As shown for the MDA-MB-231 xenograft model, tumor volume of the magnetic hyperthermia group stagnated in the course of the long term observation during 28 days, whereas the untreated control group showed continued linear tumor growth. These observations were in accordance with the KI-67 expression pattern that predominantly showed KI-67 expression in 0 to 25% of tumor area after the first AMF treatment and at the end of the experimental period on day 28. The untreated and MNP only group on the other side, showed an increase in KI-67 expression from day 2 to day 28 with KI-67 expression in larger areas of the tumors. Hence, magnetic hyperthermia depleted the proliferative activity of treated tumors, which was macroscopically observed as tumor volume reduction and growth stagnation. Furthermore, the low proliferative activity even 21 days after the last magnetic hyperthermia leads us to the conclusion that, in this case, tumor volume is unlikely to strongly increase over time.

In the view of further investigations towards clinical studies involving the MNP used in the present study, it is important to announce that they showed excellent biocompatibility. Animals showed no affection throughout the experiments and we observed no pathological change in the white and red blood cells and hemoglobin levels. Body weight of the animals was also not affected (supplementary Figure S3).

In the future, a systemic application instead intratumoral MNP application would be desirable to be able to treat deep seated tumors and metastases. Importantly it has to be kept in mind that by functionalizing nanoparticles with targeted molecules only the uptake into tumor or endothelial cells can be improved, whereas the delivery of MNP from the vascular system into the tumor interstitium depends solely on the EPR effect, independently of the nanoparticle functionalization (35).
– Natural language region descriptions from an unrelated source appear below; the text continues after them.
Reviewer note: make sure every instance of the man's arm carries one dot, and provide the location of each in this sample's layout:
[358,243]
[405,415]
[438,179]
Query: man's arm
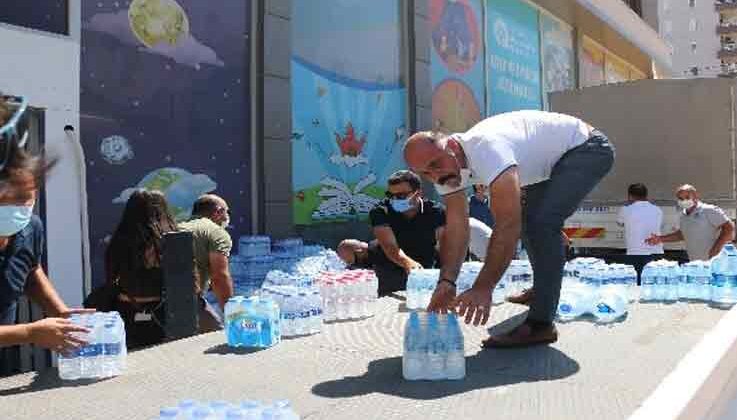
[41,291]
[438,238]
[507,211]
[676,236]
[388,242]
[51,333]
[220,280]
[454,242]
[726,235]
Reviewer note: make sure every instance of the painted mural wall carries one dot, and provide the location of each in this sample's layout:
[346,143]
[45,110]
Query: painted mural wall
[165,105]
[513,41]
[559,57]
[457,64]
[348,107]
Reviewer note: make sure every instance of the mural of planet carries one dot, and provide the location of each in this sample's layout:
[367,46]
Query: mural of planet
[158,21]
[180,187]
[116,150]
[454,108]
[455,33]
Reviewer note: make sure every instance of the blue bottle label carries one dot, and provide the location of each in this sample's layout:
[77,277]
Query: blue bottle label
[603,308]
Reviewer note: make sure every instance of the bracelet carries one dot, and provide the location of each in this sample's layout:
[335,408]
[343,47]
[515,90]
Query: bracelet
[452,283]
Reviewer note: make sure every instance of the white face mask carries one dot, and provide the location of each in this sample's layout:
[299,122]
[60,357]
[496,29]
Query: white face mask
[453,186]
[685,204]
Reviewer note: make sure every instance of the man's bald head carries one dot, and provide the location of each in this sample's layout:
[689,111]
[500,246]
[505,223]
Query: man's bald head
[430,155]
[209,205]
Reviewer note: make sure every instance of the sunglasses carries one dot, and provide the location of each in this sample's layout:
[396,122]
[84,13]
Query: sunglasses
[400,196]
[14,134]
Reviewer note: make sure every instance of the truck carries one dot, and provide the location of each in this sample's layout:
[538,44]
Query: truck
[667,132]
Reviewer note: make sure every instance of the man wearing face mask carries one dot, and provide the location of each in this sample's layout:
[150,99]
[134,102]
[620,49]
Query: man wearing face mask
[704,227]
[212,246]
[405,225]
[557,159]
[22,246]
[392,277]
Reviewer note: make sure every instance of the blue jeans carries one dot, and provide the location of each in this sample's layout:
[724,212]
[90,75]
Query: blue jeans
[547,205]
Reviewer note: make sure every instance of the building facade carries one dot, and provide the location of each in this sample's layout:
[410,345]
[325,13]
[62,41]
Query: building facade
[294,112]
[691,29]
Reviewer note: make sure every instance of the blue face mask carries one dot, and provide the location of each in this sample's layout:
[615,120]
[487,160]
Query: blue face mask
[14,218]
[401,205]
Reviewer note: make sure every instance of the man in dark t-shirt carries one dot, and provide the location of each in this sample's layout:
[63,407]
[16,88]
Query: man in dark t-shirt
[406,226]
[407,229]
[362,255]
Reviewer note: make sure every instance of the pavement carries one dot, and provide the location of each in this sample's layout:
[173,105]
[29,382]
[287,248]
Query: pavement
[352,370]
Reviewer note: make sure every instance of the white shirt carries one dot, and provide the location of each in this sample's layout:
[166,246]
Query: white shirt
[533,141]
[641,219]
[479,235]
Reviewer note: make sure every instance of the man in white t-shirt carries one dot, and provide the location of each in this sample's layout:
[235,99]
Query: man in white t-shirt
[641,219]
[557,159]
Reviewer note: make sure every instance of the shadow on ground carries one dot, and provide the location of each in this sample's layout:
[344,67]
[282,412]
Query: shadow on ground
[485,369]
[47,380]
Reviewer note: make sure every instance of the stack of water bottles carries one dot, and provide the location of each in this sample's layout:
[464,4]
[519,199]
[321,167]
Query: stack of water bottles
[249,267]
[712,281]
[252,322]
[661,281]
[104,355]
[724,277]
[349,294]
[420,286]
[223,410]
[595,288]
[433,348]
[257,256]
[300,308]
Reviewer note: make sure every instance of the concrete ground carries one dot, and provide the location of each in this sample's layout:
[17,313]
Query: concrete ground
[352,370]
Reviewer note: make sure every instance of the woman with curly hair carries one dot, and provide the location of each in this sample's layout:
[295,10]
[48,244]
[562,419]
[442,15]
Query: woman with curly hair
[133,264]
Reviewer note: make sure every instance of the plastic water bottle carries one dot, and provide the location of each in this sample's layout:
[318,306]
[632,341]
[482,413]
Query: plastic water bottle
[724,277]
[103,355]
[648,287]
[702,280]
[456,359]
[574,301]
[111,348]
[674,278]
[412,362]
[316,312]
[288,316]
[437,349]
[610,305]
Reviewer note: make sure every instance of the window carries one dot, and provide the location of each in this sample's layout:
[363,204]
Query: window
[43,15]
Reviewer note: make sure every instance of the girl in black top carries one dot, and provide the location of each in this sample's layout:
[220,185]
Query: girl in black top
[133,264]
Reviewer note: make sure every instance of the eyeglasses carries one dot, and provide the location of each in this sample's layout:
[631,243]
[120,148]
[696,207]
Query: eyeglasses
[14,134]
[400,196]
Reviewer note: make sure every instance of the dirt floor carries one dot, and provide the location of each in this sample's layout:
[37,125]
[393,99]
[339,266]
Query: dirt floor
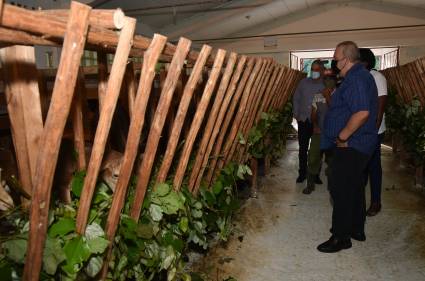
[277,233]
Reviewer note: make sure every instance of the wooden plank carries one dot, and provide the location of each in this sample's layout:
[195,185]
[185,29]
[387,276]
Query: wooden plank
[231,138]
[105,120]
[77,121]
[181,113]
[218,146]
[104,18]
[145,169]
[196,173]
[219,122]
[198,117]
[102,65]
[50,142]
[150,59]
[131,84]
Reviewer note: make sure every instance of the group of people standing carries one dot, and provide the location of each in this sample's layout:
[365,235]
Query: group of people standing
[340,115]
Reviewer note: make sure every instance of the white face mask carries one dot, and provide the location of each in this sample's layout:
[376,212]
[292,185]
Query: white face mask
[315,74]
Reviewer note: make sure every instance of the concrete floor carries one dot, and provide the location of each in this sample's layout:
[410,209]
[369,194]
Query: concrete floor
[282,228]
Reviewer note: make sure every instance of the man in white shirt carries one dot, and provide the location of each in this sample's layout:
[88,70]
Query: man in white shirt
[374,169]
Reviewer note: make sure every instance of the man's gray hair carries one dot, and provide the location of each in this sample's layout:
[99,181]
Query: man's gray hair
[319,63]
[350,50]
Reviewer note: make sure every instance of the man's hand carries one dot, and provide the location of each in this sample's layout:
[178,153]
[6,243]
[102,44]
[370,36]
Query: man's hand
[327,94]
[341,144]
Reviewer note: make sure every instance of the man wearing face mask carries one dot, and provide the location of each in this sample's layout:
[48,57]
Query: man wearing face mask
[350,131]
[302,102]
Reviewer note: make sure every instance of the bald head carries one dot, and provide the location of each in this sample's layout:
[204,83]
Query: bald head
[349,50]
[346,55]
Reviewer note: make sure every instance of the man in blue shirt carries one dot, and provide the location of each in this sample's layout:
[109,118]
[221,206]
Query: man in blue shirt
[350,130]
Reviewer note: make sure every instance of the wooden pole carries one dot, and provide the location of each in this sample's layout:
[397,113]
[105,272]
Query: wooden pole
[251,96]
[131,83]
[274,82]
[77,121]
[197,119]
[104,125]
[255,108]
[226,150]
[196,173]
[137,120]
[102,64]
[219,122]
[227,121]
[24,108]
[157,125]
[181,113]
[49,145]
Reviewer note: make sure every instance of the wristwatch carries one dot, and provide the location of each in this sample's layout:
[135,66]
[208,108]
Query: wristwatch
[340,140]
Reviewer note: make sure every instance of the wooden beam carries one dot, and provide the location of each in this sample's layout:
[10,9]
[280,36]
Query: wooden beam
[197,119]
[181,113]
[50,142]
[31,21]
[101,18]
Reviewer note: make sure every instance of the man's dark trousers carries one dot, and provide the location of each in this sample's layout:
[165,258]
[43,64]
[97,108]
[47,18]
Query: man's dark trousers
[348,191]
[305,131]
[375,172]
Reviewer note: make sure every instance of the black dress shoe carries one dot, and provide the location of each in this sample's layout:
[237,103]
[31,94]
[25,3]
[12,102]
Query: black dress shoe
[308,190]
[374,209]
[359,236]
[301,178]
[317,180]
[334,245]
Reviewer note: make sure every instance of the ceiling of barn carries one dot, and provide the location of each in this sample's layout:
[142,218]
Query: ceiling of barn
[202,19]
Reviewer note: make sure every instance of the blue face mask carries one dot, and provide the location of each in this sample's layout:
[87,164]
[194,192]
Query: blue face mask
[315,74]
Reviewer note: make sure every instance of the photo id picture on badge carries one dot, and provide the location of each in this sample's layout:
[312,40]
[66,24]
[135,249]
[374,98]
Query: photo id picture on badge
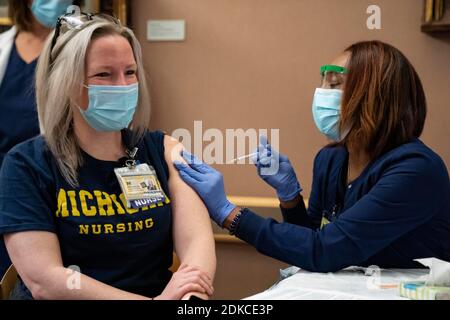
[140,185]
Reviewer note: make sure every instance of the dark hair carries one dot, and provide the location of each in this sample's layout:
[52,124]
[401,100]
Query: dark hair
[20,14]
[384,103]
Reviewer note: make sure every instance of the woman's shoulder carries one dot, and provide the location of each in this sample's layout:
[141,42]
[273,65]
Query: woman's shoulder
[8,35]
[331,153]
[415,156]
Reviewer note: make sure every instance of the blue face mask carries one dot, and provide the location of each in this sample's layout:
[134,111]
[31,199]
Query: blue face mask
[326,111]
[111,108]
[48,11]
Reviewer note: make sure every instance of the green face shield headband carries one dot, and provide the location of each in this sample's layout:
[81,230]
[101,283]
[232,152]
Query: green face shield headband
[332,68]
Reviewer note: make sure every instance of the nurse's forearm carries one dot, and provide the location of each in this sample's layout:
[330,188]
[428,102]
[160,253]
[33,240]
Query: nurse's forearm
[291,203]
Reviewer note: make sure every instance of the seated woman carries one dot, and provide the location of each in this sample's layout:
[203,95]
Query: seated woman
[62,207]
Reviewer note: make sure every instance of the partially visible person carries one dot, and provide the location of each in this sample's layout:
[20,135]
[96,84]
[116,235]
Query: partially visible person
[68,197]
[19,49]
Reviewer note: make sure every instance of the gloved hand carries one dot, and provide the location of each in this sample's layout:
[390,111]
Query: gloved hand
[208,183]
[276,169]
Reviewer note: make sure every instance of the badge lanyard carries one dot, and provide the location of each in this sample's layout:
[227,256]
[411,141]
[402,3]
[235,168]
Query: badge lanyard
[139,183]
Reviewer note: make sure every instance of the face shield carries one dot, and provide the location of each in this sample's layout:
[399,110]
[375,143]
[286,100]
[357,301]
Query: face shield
[332,76]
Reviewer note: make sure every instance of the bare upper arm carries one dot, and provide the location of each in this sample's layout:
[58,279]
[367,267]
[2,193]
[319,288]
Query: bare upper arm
[33,253]
[190,216]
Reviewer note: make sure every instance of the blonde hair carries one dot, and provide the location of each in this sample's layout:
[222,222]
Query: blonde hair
[60,75]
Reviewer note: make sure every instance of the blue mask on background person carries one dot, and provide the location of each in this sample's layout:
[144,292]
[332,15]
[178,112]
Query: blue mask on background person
[111,108]
[47,12]
[326,109]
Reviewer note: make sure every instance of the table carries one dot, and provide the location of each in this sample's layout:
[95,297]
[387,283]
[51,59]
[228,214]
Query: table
[354,283]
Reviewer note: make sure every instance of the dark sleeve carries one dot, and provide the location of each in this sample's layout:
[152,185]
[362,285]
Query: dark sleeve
[406,196]
[299,215]
[25,203]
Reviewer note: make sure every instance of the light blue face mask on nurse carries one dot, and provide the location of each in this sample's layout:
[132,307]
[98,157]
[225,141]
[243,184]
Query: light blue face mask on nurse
[326,111]
[111,108]
[48,11]
[326,107]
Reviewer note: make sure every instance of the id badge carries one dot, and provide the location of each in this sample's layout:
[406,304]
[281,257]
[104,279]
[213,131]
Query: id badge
[140,185]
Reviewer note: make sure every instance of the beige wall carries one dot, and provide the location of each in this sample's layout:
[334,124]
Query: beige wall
[254,64]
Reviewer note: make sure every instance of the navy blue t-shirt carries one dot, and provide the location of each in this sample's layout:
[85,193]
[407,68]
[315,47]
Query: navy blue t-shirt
[396,211]
[18,114]
[126,248]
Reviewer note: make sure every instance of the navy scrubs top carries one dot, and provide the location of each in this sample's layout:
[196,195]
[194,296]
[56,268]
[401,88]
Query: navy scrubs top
[18,115]
[396,211]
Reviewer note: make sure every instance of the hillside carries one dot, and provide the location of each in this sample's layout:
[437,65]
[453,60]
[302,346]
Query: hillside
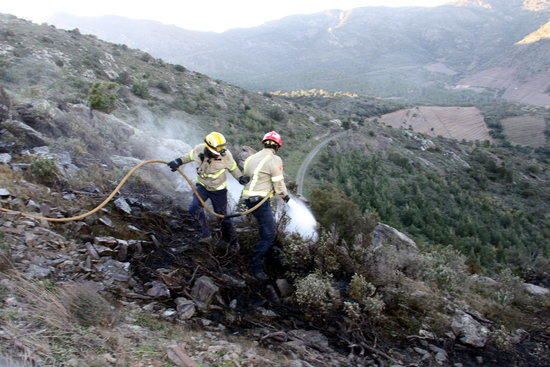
[418,54]
[460,276]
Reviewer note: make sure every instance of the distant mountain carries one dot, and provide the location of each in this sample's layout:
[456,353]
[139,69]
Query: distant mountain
[406,52]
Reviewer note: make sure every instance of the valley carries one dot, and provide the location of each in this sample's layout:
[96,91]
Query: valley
[431,203]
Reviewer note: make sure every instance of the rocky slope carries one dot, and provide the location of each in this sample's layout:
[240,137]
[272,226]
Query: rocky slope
[415,53]
[131,286]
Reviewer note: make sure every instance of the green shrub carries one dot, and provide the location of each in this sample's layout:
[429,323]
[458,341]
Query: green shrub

In contrast, after intratumoral application defined amounts of iron is deposited, which generally remain at the tumor site, making hyperthermia treatment much more projectable and predictable.


In conclusion, magnetic hyperthermia using iron oxide nanoparticles with exceptionally high ILP lead to an effective tumor growth reduction or delay in subcutaneous xenografts although measured CEM43T90 temperatures were lower than recommended in the literature. Both nanoparticle formulations were adequate for in vivo hyperthermia experiments, but MF66 (aqueous synthesis route) displayed a higher heating potential and led to higher T90 values than OD15 (organic synthesis route). The better response of breast cancer xenografts to the therapy compared to pancreatic tumors is the result of multifactorial reasons and will be subject of further investigations. Furthermore the excellent biocompatibility of the MNP and localized therapy made the therapy well tolerable for the animals.